Note that there are no significant amount of nitrates on the Martian surface (from geological surveys so far); this, combined with the often months-long solar storms, low ambient pressure, and paltry solar incidence (less than half of what it would be at Earth orbit), will require the use of artificial sunlight and fertilizer. Hydroponics is probably the best way to go for high crop density and optimal nutrition, which will require power, water, and provision of fertilizers and arable soil, and of course the organic material (seeds, eggs, et cetera). If you look at the requirements to sustain a single person, even assuming that water can be sources in situ, we’re talking about hundreds or thousands of kilograms of material per person for sustainable food production, which will require a regular logistical chain is established and maintained.


Hydroponics + tilapia = aquaponics. Uses less waterthan maintaining animal protein and vegetable crops separately, and they wind up feeding each other.

Tilapia eat shit.

Then that solves two problems.

I was going to suggest that, since we’re on Mars, soylent red.

I submit that, towards the end, the Martian colonists will probably be eating each other.

Good point.

Another good point.

Mainly because algae include simpler organisms than vascular plants - a closed tank of liquid with filtered air bubbling through it, and single-celled (or at least very simple multicellular) organisms blooming in it ought to be simpler to manage and less prone to failure than a crop of macroscopic plants with their root systems, different stages of development, etc.

A production line system for algae could conceivably be almost fully automated. A garden of plants (even if hydroponic, etc) will need more attention.

What about Test tube meat? I know nothing about the nuts and bolts of this - presumably it requires a high-quality lab where the ingredients can be synthesised, and the wiki article seems to suggest that in an Earth context it’s not going to be as economical as traditional farming for a long long time, if ever, but in a Martian context where there are no free supplies of plant-growing dirt and sunlight to take advantage of, that might turn out to be the easiest option.

And yet, we haven’t done so any significant scale.

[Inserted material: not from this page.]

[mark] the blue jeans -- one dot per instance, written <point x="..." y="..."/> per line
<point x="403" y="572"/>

The only large-scale use of algae as human food that I’m aware of is seaweed–the cultivation of which involves a great deal more water than you will find in a hydroponics/aquaponics arrangement. Microalgae is used in supplements, but not–to my knowledge–as a food source in its own right. This is not to say it would be an insurmountable challenge, but it’s not the simple, obvious arrangement you make it out to be.

By contrast with your scenario, established food crops offer extremely well understood plants. After growing them for so long, we have an excellent idea of what they need and what can go wrong with them. If anything, growing them in a closed environment greatly simplifies matters. The psychological value of familiar foodstuffs can’t be ignored, either; at least some of the growing space will need to be dedicated to them.

How many generations until there’s a Golden Corral?